Dibuat dengan 40 Jenis Bumbu
Meski laris manis dan menjadi destinasi kuliner wajib pendatang yang ke Makassar, namun Aroma Coto Gagak tidak membuka cabang. Menurut Arsyad, pemiliknya ingin tetap mempertahankan autentik cita rasa, aromanya, termasuk nama "gagak" karena lokasinya.
Untuk mempertahankan itu, proses pemasakannya juga masih menggunakan kayu bakar. Pemilihan bumbu dasar yang segar juga menjadikan rasanya tetap sama selama berpuluh tahun, hingga tak berniat membuat franchise.

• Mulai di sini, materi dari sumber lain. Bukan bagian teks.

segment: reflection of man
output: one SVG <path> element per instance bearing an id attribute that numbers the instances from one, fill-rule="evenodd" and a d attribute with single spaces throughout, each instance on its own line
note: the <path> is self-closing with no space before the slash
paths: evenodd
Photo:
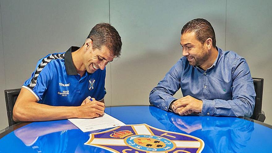
<path id="1" fill-rule="evenodd" d="M 256 96 L 245 60 L 215 45 L 213 28 L 207 21 L 193 20 L 182 28 L 183 57 L 150 93 L 150 103 L 181 115 L 250 117 Z M 172 96 L 181 88 L 184 97 Z"/>
<path id="2" fill-rule="evenodd" d="M 108 23 L 96 25 L 81 47 L 39 61 L 13 109 L 15 121 L 92 118 L 103 114 L 105 66 L 121 53 L 121 38 Z M 90 98 L 93 100 L 90 103 Z M 70 107 L 68 107 L 70 106 Z"/>
<path id="3" fill-rule="evenodd" d="M 149 110 L 165 129 L 202 139 L 203 152 L 246 152 L 254 130 L 253 122 L 238 118 L 198 116 L 201 114 L 182 117 L 154 107 Z"/>

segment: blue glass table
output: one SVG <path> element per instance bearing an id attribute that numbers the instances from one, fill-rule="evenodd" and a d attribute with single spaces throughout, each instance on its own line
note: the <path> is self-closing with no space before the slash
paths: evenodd
<path id="1" fill-rule="evenodd" d="M 108 107 L 105 112 L 130 126 L 83 133 L 67 120 L 22 122 L 1 131 L 0 152 L 271 152 L 272 126 L 247 118 L 181 116 L 152 106 Z"/>

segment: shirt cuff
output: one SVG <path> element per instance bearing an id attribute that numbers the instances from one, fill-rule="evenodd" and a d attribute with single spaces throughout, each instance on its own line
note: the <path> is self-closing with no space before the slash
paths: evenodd
<path id="1" fill-rule="evenodd" d="M 174 102 L 176 100 L 176 99 L 174 99 L 170 103 L 170 104 L 169 105 L 169 106 L 168 107 L 168 110 L 169 111 L 173 112 L 173 110 L 172 109 L 172 105 L 173 105 L 173 104 L 174 104 Z"/>
<path id="2" fill-rule="evenodd" d="M 169 107 L 170 106 L 170 104 L 171 104 L 171 103 L 173 101 L 177 100 L 177 99 L 176 98 L 175 98 L 172 97 L 169 97 L 167 98 L 166 100 L 165 100 L 166 104 L 167 105 L 165 106 L 165 108 L 165 108 L 165 110 L 168 111 L 169 110 Z"/>
<path id="3" fill-rule="evenodd" d="M 203 105 L 201 113 L 204 115 L 212 116 L 215 113 L 215 101 L 211 100 L 202 99 Z"/>

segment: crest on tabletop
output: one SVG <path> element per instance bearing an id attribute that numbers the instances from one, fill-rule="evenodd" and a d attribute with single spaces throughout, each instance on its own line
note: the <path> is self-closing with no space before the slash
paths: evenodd
<path id="1" fill-rule="evenodd" d="M 91 134 L 84 143 L 120 153 L 201 153 L 201 139 L 143 124 L 127 125 Z"/>

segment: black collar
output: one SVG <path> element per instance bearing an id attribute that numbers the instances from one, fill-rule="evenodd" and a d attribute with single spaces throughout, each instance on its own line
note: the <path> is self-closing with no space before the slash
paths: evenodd
<path id="1" fill-rule="evenodd" d="M 68 75 L 77 75 L 78 74 L 72 58 L 72 52 L 80 48 L 76 46 L 72 46 L 65 53 L 64 55 L 64 64 L 66 68 L 66 72 Z"/>

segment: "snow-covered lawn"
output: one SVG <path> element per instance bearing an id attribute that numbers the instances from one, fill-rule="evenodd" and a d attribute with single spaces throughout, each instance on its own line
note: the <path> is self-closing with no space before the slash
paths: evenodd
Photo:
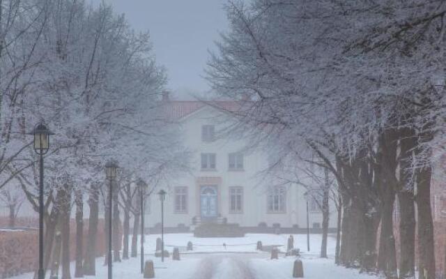
<path id="1" fill-rule="evenodd" d="M 195 238 L 192 234 L 171 234 L 164 235 L 165 248 L 171 252 L 178 247 L 181 253 L 180 261 L 166 258 L 164 263 L 155 257 L 156 239 L 160 235 L 147 235 L 144 250 L 146 259 L 152 259 L 155 273 L 160 279 L 290 279 L 292 278 L 293 257 L 279 255 L 279 259 L 270 259 L 270 253 L 257 251 L 258 241 L 263 246 L 279 246 L 284 251 L 289 235 L 248 234 L 240 238 Z M 357 271 L 337 266 L 334 264 L 335 239 L 328 239 L 328 259 L 318 258 L 321 249 L 321 236 L 310 236 L 310 251 L 307 250 L 307 236 L 295 234 L 295 248 L 300 249 L 301 259 L 304 264 L 304 275 L 309 279 L 376 279 L 376 277 L 360 274 Z M 194 245 L 193 251 L 186 251 L 188 241 Z M 223 245 L 226 244 L 226 248 Z M 138 245 L 138 248 L 139 248 Z M 104 259 L 97 260 L 96 276 L 86 278 L 105 279 L 107 269 Z M 113 266 L 114 278 L 141 278 L 139 272 L 139 257 L 123 260 Z M 72 266 L 74 272 L 74 264 Z M 24 274 L 14 279 L 32 278 L 32 274 Z"/>

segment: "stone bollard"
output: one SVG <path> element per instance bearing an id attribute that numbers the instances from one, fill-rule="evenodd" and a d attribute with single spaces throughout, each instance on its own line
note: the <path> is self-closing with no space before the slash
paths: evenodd
<path id="1" fill-rule="evenodd" d="M 271 250 L 271 259 L 279 259 L 279 249 L 276 247 L 273 248 Z"/>
<path id="2" fill-rule="evenodd" d="M 153 269 L 153 262 L 151 260 L 146 261 L 144 264 L 144 278 L 154 278 L 155 269 Z"/>
<path id="3" fill-rule="evenodd" d="M 168 251 L 168 250 L 164 250 L 164 257 L 170 257 L 170 253 L 169 253 L 169 251 Z M 156 252 L 155 252 L 155 257 L 161 257 L 161 250 L 158 250 L 158 251 L 156 251 Z"/>
<path id="4" fill-rule="evenodd" d="M 155 249 L 155 251 L 160 251 L 162 248 L 161 246 L 162 246 L 162 241 L 161 240 L 160 238 L 157 238 L 156 239 L 156 249 Z"/>
<path id="5" fill-rule="evenodd" d="M 263 250 L 262 241 L 257 241 L 257 247 L 256 249 L 257 249 L 259 251 L 261 251 Z"/>
<path id="6" fill-rule="evenodd" d="M 180 260 L 180 249 L 177 247 L 174 248 L 174 252 L 172 253 L 172 259 L 174 261 Z"/>
<path id="7" fill-rule="evenodd" d="M 294 266 L 293 266 L 293 278 L 304 278 L 304 266 L 300 259 L 296 259 L 294 261 Z"/>
<path id="8" fill-rule="evenodd" d="M 192 250 L 194 250 L 194 246 L 192 245 L 192 242 L 187 242 L 187 248 L 186 248 L 186 250 L 187 251 L 192 251 Z"/>
<path id="9" fill-rule="evenodd" d="M 290 237 L 288 238 L 288 241 L 286 243 L 286 250 L 291 251 L 293 248 L 294 248 L 294 239 L 293 236 L 291 235 Z"/>

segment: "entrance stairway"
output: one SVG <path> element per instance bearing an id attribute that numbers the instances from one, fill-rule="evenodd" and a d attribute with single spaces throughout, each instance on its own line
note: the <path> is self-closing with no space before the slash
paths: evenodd
<path id="1" fill-rule="evenodd" d="M 238 224 L 229 224 L 226 218 L 217 217 L 203 219 L 195 217 L 194 236 L 195 237 L 242 237 L 245 232 Z"/>

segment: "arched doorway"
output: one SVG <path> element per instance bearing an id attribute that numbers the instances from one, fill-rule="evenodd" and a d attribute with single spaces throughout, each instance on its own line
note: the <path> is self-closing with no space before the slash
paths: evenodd
<path id="1" fill-rule="evenodd" d="M 217 218 L 217 186 L 215 185 L 201 186 L 200 190 L 201 218 L 212 219 Z"/>

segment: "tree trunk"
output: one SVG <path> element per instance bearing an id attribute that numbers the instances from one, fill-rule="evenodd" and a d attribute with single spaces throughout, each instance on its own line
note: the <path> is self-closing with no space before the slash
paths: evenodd
<path id="1" fill-rule="evenodd" d="M 431 209 L 431 167 L 417 172 L 417 215 L 418 232 L 418 278 L 435 279 L 433 221 Z"/>
<path id="2" fill-rule="evenodd" d="M 17 204 L 10 204 L 9 208 L 9 220 L 8 220 L 8 225 L 9 227 L 15 227 L 15 208 L 17 207 Z"/>
<path id="3" fill-rule="evenodd" d="M 61 214 L 61 207 L 63 204 L 63 192 L 60 189 L 57 191 L 56 198 L 54 199 L 54 204 L 51 209 L 51 213 L 49 216 L 45 216 L 45 251 L 44 251 L 44 261 L 43 261 L 43 272 L 46 273 L 48 265 L 49 264 L 51 259 L 51 254 L 53 249 L 53 243 L 54 240 L 54 234 L 56 234 L 56 226 L 59 222 L 59 218 Z M 34 278 L 38 278 L 37 271 L 34 273 Z"/>
<path id="4" fill-rule="evenodd" d="M 84 277 L 82 257 L 84 255 L 84 200 L 81 190 L 75 193 L 76 201 L 76 268 L 75 278 Z"/>
<path id="5" fill-rule="evenodd" d="M 98 221 L 99 219 L 99 190 L 98 185 L 92 183 L 89 199 L 90 218 L 89 219 L 89 234 L 86 240 L 84 274 L 96 275 L 96 241 L 98 237 Z"/>
<path id="6" fill-rule="evenodd" d="M 397 193 L 399 204 L 399 278 L 415 278 L 415 208 L 414 198 L 413 172 L 412 165 L 414 132 L 410 129 L 402 131 L 400 140 L 401 157 L 399 180 L 402 186 Z"/>
<path id="7" fill-rule="evenodd" d="M 61 232 L 61 219 L 59 218 L 54 234 L 54 246 L 52 253 L 52 262 L 51 264 L 51 279 L 59 278 L 59 269 L 61 263 L 61 250 L 62 245 L 62 233 Z"/>
<path id="8" fill-rule="evenodd" d="M 380 199 L 381 229 L 380 234 L 378 269 L 383 271 L 387 278 L 398 277 L 395 238 L 393 234 L 393 212 L 395 202 L 397 151 L 398 132 L 385 129 L 378 137 L 376 152 L 375 179 Z"/>
<path id="9" fill-rule="evenodd" d="M 134 257 L 138 255 L 138 232 L 139 231 L 139 211 L 137 211 L 134 214 L 133 219 L 133 235 L 132 236 L 132 251 L 130 256 Z"/>
<path id="10" fill-rule="evenodd" d="M 123 248 L 123 259 L 128 259 L 128 235 L 130 232 L 130 210 L 129 209 L 130 204 L 128 202 L 125 204 L 124 208 L 124 223 L 123 223 L 123 242 L 124 246 Z"/>
<path id="11" fill-rule="evenodd" d="M 339 194 L 338 194 L 339 195 Z M 336 250 L 334 252 L 334 263 L 340 264 L 340 252 L 341 252 L 341 224 L 342 222 L 342 199 L 341 196 L 338 198 L 337 208 L 337 227 L 336 232 Z"/>
<path id="12" fill-rule="evenodd" d="M 71 189 L 66 186 L 62 213 L 62 279 L 70 279 L 70 211 Z"/>
<path id="13" fill-rule="evenodd" d="M 389 192 L 392 193 L 383 201 L 385 204 L 382 209 L 378 269 L 384 271 L 387 278 L 393 279 L 398 277 L 395 239 L 393 234 L 394 193 L 393 190 Z"/>
<path id="14" fill-rule="evenodd" d="M 364 234 L 361 252 L 361 269 L 367 272 L 376 270 L 376 235 L 379 224 L 379 213 L 362 215 Z"/>
<path id="15" fill-rule="evenodd" d="M 327 257 L 327 240 L 328 238 L 328 223 L 330 221 L 330 179 L 328 169 L 324 169 L 325 187 L 322 197 L 322 243 L 321 245 L 321 257 Z"/>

Kuah Coto Makassar yang kecokelatan itu menurut Arsyad dibuat dengan 40 jenis bumbu yang disebut "patang puluh". "Tapi setelah dihitung nggak sampai 40, menurut orang dulu doa-doa dan ritual yang dilakukan koki saat memasaknya membuatnya jadi genap 40, karena bumbu yang dimaksud termasuk lahiriah dan batiniah," jelas Arsyad.
Jika menilik restorannya di Jl Gagak, pemiliknya juga tetap menyediakan tempat ala tenda yang semi outdoor, sama seperti warung makan mereka saat awal berdiri. Namun karena kebanyakan yang datang ke restoran ini adalah pendatang dari luar Kota Makassar, maka disediakan juga tempat indoor yang menggunakan penyejuk udara.
Coto Makassar Dulunya Hidangan untuk Raja
Arsyad juga bercerita tentang asal mula Coto Makassar yang menurutnya adalah hidangan untuk Raja di Kerajaan Gowa. Toa, nama koki tersebut memodifikasinya untuk bisa dinikmati rakyat jelata dengan mengganti isian daging menjadi jeroan seperti paruh, hati, maupun babat.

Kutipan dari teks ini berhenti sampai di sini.